Illinois an upcoming GOP battleground
With Super Tuesday over, Illinois joins a handful of other big states as a looming battleground on the primary calendar for Republicans.
Illinois, which shares its March 15 primary with four states, is a delegate-rich bounty that could put a front-running Donald Trump over the top or help boost a challenger toward a spring race for the nomination.
"March 15 could be the last shot for the establishment to rally around a candidate," Northern Illinois University political scientist Matt Streb said.
Among states that share the primary date, Ohio and Florida have a winner-take-all cache of delegates and home-state candidates in Gov. John Kasich and Sen. Marco Rubio, if both stay in the race.
Illinois, with 69 delegates mostly elected directly by congressional district, could be a sort of neutral ground, said Chris Mooney, director of the Institute of Government and Public Affairs at the University of Illinois.
Illinois in 2012 helped put Republican Mitt Romney over the top in his primary race against former Pennsylvania Sen. Rick Santorum. The state's favoring of Romney might suggest Republican voters here lean toward so-called establishment candidates.
Though March 15 is the next primary date full of big states, races March 8 in Michigan and other locations could still change the picture for Illinois.

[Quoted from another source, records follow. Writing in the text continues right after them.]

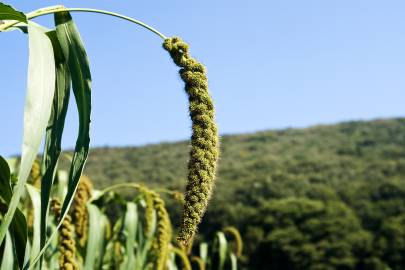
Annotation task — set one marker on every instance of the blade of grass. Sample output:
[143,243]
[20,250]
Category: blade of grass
[36,206]
[54,131]
[8,255]
[9,13]
[75,54]
[222,246]
[130,229]
[41,80]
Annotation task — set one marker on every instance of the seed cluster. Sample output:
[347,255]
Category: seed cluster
[80,215]
[204,140]
[149,212]
[35,174]
[67,247]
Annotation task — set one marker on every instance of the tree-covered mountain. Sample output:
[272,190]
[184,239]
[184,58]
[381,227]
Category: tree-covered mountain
[325,197]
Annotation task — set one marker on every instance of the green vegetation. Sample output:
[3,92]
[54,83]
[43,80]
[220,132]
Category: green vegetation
[58,64]
[326,197]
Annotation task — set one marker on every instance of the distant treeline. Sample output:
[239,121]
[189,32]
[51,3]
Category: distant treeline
[326,197]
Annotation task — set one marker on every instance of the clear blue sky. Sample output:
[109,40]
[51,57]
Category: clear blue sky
[272,64]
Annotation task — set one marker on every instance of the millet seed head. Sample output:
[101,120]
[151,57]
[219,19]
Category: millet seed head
[204,150]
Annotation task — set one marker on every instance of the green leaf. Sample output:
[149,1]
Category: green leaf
[234,261]
[40,90]
[18,225]
[18,230]
[54,131]
[5,188]
[130,228]
[8,255]
[75,53]
[96,235]
[36,207]
[9,13]
[222,246]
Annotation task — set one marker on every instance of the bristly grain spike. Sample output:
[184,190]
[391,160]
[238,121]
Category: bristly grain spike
[204,140]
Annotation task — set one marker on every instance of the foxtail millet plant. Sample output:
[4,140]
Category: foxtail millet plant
[35,174]
[67,245]
[186,265]
[80,215]
[195,260]
[160,247]
[204,140]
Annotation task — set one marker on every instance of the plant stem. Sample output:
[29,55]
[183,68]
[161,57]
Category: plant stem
[55,9]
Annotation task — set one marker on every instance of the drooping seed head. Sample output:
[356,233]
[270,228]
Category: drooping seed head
[80,215]
[67,245]
[204,151]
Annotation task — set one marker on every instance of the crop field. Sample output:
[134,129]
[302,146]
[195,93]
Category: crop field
[326,197]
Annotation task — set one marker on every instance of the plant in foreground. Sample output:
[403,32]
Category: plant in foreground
[58,62]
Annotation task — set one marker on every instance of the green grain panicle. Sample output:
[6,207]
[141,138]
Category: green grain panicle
[67,246]
[204,140]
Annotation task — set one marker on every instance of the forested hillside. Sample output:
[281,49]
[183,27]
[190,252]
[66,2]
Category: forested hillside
[325,197]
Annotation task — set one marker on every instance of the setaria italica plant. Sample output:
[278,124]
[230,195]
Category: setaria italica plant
[204,140]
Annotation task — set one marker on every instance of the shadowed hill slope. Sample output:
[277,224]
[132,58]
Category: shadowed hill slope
[349,173]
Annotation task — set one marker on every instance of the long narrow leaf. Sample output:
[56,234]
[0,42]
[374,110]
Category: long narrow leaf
[96,234]
[41,80]
[130,228]
[8,255]
[55,129]
[36,206]
[9,13]
[75,53]
[76,57]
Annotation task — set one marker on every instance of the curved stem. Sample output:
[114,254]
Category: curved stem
[55,9]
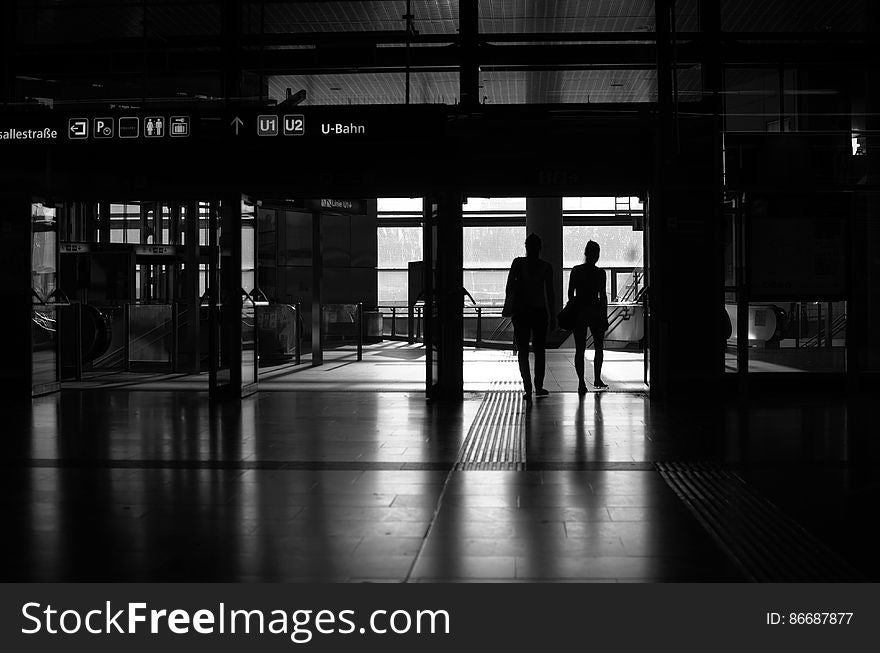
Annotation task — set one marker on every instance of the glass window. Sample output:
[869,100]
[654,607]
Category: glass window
[393,287]
[397,246]
[478,204]
[492,247]
[399,204]
[792,336]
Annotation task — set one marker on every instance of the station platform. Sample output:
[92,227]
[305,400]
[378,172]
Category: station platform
[128,485]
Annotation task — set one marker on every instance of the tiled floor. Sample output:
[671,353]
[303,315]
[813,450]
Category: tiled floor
[351,486]
[395,366]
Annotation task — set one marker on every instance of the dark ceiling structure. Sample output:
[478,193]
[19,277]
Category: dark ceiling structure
[399,51]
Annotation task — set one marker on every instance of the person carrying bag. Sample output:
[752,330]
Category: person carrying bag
[587,308]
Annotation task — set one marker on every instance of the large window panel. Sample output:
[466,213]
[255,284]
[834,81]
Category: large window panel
[621,247]
[794,16]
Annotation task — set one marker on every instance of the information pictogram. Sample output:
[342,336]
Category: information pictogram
[267,125]
[129,127]
[154,126]
[294,124]
[179,126]
[103,127]
[78,128]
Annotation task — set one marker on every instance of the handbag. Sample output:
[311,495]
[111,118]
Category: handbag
[567,316]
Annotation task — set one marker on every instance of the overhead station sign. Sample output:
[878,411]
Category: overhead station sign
[266,125]
[127,127]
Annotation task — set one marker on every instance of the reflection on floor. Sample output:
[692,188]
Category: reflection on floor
[341,486]
[394,366]
[790,359]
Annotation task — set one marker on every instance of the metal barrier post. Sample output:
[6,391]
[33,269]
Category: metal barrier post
[479,324]
[360,329]
[297,334]
[175,324]
[77,359]
[126,337]
[829,326]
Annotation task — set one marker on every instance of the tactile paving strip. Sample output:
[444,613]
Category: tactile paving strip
[496,439]
[766,544]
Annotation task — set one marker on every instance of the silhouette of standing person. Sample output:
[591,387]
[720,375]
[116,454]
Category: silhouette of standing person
[586,286]
[528,295]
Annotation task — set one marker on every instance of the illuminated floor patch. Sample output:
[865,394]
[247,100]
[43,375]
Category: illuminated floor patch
[496,439]
[766,544]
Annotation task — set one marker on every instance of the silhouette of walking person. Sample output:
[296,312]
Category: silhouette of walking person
[528,296]
[586,286]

"Two weeks is a long time right now," Mooney said.
Meanwhile, Illinois could be in line for more candidate appearances.
Texas Sen. Ted Cruz is scheduled to be at the Northwest Suburban Republican Lincoln Day Dinner in Rolling Meadows March 11, just days before the primary.
But Trump has drawn crowds -- and delegates -- wherever he goes and Mooney says he can't be counted out here.
"People like to vote for a winner," he said.